ART FUNDS STRATEGIES
The major strategies typically utilized by art investment funds include traditional “buy and hold” strategies; “geographic arbitrage”, which aim to exploit differences in price realization for certain artists’ works in different geographic locations; “artwork driven” strategies, which seek to profit from issues impacting a specific artwork’s offered price (such as issues relating to its condition, provenance, title, etc.); “regional art” strategies, which concentrate on investing in art from a particular geographic region (i.e., Chinese art); “period strategies”, which focus on investing in a particular period of art (modern, contemporary, impressionist, etc.); “emerging artists” strategies, which center around the investment in artists that are not yet established and therefore have the potential for rapid price appreciation; “intrinsic value” strategies, which involve investing in works by artists perceived by the fund manager to be selling at deep discounts to their actual or potential value; “leveraging” strategies, which involve borrowing on the art held by the art fund and using such funds to acquire additional art expected to produce returns greater than the borrowing costs during the term of the loan; “distressed art” strategies, which focus on the acquisition of artworks at deep discounts from collectors facing bankruptcy or insolvency; “co-ownership” strategies, which involve the art fund acquiring works jointly with other third party investors to share the risk of a particular investment and provide for further diversification of the art fund’s investment portfolio; “showcasing” strategies, which seek to increase the value of the fund’s art portfolio by arranging for the placement of such works in important museum shows; “bulk buying” strategies, which involve buying large lots of art in order to obtain better pricing and lower transaction costs; and “medium” strategies, which center on the investment in a single form of media of art (i.e. photography) for which the art fund manager has particular expertise and deal flow.
Actual art funds are subject to some financial industry regulation and must comply with initial and periodic disclosure requirements, and antifraud provisions, which provide some level of investor protection. Art fund managers also have a fiduciary duty with regard to their investors, which is virtually non-existent in gallery-investor or auction house-investor relationships. Additionally, fine art has an inherent appeal as a luxury good, and depending on the fund, may be loaned out to investors for personal use.
One potential drawback of art fund investing is that traditional financial modeling does not generally work due to the unique nature of art works and trends in the art market. For investors who are accustomed to relying at least partially on traditional models, this may cause some discomfort. Another concern is that art funds require professionals who can strategically advise on the purchase and sale of art works; however, this is a difficult skill to qualify as past performance is often hard to measure. Limited liquidity is a major issue facing art fund managers and investors.

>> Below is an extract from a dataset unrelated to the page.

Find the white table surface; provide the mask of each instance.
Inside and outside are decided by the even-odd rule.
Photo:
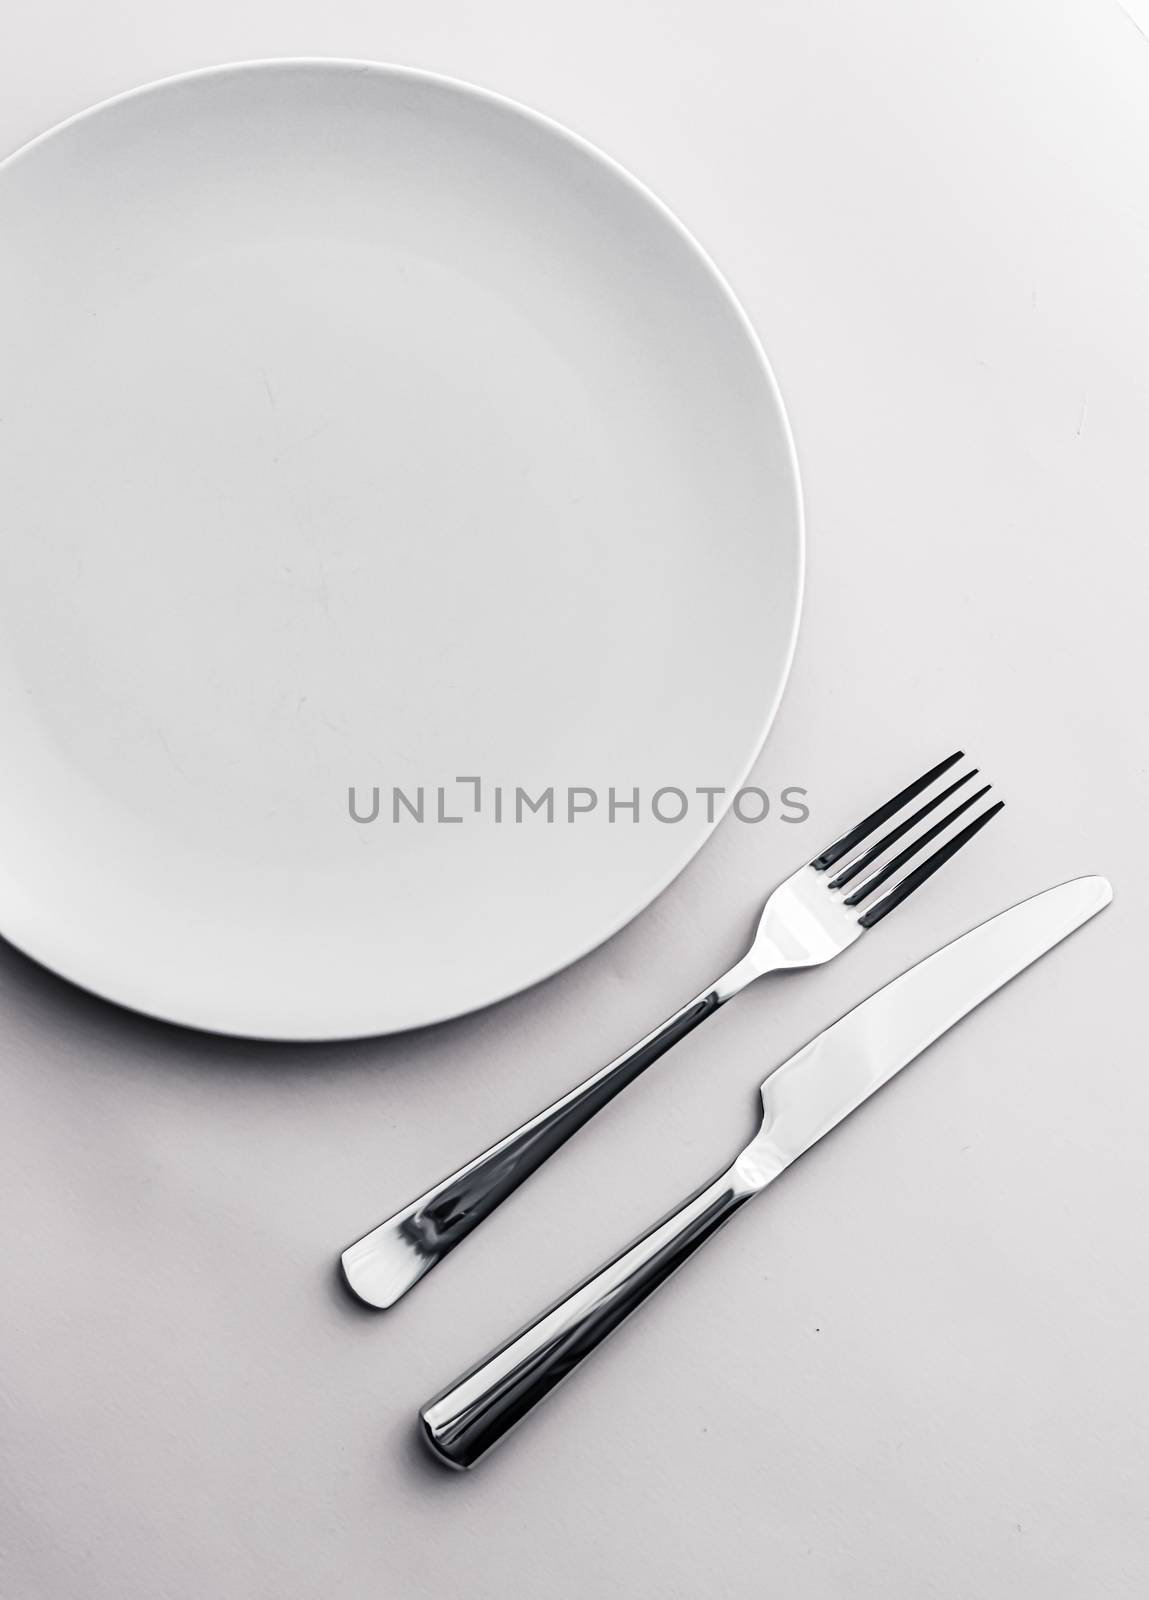
[[[0,150],[187,68],[342,55],[566,122],[713,253],[785,394],[809,582],[728,820],[541,988],[261,1048],[0,950],[11,1600],[1099,1600],[1149,1584],[1149,8],[9,0]],[[336,1249],[629,1044],[765,890],[964,743],[1002,819],[681,1045],[397,1311]],[[417,1405],[715,1170],[767,1068],[927,949],[1117,900],[751,1208],[469,1475]]]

Furthermore, as previously mentioned, unlike the financial markets, the art market is highly unregulated leading to less investor confidence in fair dealings, and more potential for price fixing and manipulation. The issue of valuation presents another problem for art funds as the value of acquired works remain that of the purchase price, not accounting for any shifts, until there is a liquidity event, making it hard to value a fund at certain benchmarks. Provenance issues are also pervasive in the art world and may arise if proper research is not carried out prior to purchase.

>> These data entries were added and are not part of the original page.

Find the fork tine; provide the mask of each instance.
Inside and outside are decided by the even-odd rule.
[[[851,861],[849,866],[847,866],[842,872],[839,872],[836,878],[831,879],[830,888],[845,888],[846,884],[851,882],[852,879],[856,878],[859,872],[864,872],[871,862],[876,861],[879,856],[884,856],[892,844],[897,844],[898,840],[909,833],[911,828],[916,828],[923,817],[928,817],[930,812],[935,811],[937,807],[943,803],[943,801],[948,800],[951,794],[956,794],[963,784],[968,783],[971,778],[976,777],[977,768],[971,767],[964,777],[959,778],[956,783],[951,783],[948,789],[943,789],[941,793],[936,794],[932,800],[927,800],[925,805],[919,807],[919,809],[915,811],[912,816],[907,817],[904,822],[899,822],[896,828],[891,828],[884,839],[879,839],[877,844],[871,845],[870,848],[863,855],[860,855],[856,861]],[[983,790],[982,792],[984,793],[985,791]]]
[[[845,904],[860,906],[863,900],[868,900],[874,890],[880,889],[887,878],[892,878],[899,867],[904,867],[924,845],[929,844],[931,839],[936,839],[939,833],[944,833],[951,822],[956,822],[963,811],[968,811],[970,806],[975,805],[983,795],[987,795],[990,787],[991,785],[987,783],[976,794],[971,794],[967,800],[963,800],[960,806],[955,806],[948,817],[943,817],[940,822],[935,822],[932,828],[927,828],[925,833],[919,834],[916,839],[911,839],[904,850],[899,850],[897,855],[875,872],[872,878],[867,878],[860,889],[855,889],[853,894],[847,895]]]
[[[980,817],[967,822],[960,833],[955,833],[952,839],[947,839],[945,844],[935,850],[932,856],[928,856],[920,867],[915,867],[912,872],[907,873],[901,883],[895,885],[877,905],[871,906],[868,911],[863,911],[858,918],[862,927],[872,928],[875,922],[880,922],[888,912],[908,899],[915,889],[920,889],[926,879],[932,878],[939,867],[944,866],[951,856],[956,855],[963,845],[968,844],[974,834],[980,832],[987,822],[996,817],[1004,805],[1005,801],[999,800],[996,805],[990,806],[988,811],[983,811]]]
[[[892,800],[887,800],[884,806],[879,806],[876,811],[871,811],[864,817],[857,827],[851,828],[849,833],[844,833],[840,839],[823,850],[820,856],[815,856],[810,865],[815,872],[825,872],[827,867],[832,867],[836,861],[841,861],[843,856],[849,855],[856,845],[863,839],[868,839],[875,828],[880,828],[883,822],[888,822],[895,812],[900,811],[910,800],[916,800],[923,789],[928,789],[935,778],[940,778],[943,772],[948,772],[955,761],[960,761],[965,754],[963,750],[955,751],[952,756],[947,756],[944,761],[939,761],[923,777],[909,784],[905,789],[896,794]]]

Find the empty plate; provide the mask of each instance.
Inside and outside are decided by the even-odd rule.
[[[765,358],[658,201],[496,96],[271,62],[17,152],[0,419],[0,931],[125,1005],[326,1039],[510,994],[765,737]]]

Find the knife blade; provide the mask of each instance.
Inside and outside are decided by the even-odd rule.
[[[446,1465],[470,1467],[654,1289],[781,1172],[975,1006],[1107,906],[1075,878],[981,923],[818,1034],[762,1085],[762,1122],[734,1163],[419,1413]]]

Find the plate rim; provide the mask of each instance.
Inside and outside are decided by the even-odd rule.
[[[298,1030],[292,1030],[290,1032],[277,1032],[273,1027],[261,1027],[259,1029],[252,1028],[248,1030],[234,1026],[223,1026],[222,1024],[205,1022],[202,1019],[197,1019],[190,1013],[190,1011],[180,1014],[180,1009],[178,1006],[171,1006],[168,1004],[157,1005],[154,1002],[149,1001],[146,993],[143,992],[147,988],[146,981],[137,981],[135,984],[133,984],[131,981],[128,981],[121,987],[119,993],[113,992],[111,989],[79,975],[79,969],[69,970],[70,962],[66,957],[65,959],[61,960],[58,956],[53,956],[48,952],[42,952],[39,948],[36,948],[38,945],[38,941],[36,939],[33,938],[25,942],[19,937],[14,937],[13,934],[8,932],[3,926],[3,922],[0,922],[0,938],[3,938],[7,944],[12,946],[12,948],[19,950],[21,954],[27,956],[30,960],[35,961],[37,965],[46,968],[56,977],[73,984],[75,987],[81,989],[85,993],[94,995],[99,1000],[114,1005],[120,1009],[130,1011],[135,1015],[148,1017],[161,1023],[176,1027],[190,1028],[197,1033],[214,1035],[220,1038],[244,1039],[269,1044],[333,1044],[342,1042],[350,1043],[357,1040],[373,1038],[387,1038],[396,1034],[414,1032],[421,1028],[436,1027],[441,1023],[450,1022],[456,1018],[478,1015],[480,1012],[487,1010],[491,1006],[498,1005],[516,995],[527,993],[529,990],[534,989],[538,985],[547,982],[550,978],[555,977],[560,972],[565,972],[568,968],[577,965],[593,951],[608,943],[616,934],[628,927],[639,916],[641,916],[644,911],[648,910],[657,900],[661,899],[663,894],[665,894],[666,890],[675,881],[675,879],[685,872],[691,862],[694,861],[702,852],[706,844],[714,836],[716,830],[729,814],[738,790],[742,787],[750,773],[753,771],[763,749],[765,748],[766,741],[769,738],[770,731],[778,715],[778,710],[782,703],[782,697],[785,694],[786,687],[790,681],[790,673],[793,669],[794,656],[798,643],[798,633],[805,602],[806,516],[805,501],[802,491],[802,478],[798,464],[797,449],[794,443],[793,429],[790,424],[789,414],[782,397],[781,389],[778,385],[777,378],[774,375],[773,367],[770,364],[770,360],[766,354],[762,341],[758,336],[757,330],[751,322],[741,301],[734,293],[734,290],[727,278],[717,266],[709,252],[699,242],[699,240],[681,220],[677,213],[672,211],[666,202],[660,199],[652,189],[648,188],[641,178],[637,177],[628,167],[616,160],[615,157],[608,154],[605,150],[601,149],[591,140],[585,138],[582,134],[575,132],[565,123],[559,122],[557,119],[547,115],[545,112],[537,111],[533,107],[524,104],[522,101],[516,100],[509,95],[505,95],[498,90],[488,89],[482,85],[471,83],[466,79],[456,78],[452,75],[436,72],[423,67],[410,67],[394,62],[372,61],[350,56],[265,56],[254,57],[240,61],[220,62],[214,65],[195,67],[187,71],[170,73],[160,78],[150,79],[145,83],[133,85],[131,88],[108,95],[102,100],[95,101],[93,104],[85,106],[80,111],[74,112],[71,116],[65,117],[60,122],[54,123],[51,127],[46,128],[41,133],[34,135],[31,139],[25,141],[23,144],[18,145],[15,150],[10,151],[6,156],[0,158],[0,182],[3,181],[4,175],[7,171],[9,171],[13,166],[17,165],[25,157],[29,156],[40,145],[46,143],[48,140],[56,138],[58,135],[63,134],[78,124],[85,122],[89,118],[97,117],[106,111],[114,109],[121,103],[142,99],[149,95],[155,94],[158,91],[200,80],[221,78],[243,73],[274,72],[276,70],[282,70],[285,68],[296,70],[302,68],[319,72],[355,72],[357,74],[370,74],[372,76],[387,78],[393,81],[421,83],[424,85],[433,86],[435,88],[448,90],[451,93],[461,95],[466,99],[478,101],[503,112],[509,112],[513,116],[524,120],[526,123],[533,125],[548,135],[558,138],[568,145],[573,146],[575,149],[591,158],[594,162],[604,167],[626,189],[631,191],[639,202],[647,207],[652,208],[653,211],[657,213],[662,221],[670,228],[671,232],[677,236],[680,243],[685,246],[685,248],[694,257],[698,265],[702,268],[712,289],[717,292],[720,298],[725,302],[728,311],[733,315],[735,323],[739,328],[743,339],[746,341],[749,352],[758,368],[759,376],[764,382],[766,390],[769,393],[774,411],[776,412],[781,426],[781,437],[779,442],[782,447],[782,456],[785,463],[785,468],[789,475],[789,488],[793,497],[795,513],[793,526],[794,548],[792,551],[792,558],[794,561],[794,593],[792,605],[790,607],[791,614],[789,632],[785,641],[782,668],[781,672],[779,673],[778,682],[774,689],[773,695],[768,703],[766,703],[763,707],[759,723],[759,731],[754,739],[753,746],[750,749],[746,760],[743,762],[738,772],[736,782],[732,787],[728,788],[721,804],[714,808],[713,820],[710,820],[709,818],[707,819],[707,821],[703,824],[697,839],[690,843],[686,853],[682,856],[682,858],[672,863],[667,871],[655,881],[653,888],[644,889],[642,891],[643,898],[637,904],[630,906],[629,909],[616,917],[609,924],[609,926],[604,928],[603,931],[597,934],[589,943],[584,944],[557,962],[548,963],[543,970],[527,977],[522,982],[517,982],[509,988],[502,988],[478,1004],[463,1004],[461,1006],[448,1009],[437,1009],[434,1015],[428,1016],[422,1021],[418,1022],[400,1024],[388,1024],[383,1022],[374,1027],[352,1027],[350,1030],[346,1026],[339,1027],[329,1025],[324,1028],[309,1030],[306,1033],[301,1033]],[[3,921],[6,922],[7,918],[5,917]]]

In conclusion, the subject of art funds has seen about as much enthusiasm as it has criticism from the financial industry. However, it is worth noting that what most people today consider mainstream alternatives (hedge funds, private equity and real estate) were not always considered to be so. This leaves open the possibility that art investment, and particularly art funds, may follow in their footsteps. In the meantime, those considering investing in an art fund are strongly advised to do their research and seek the advice of experts in the field.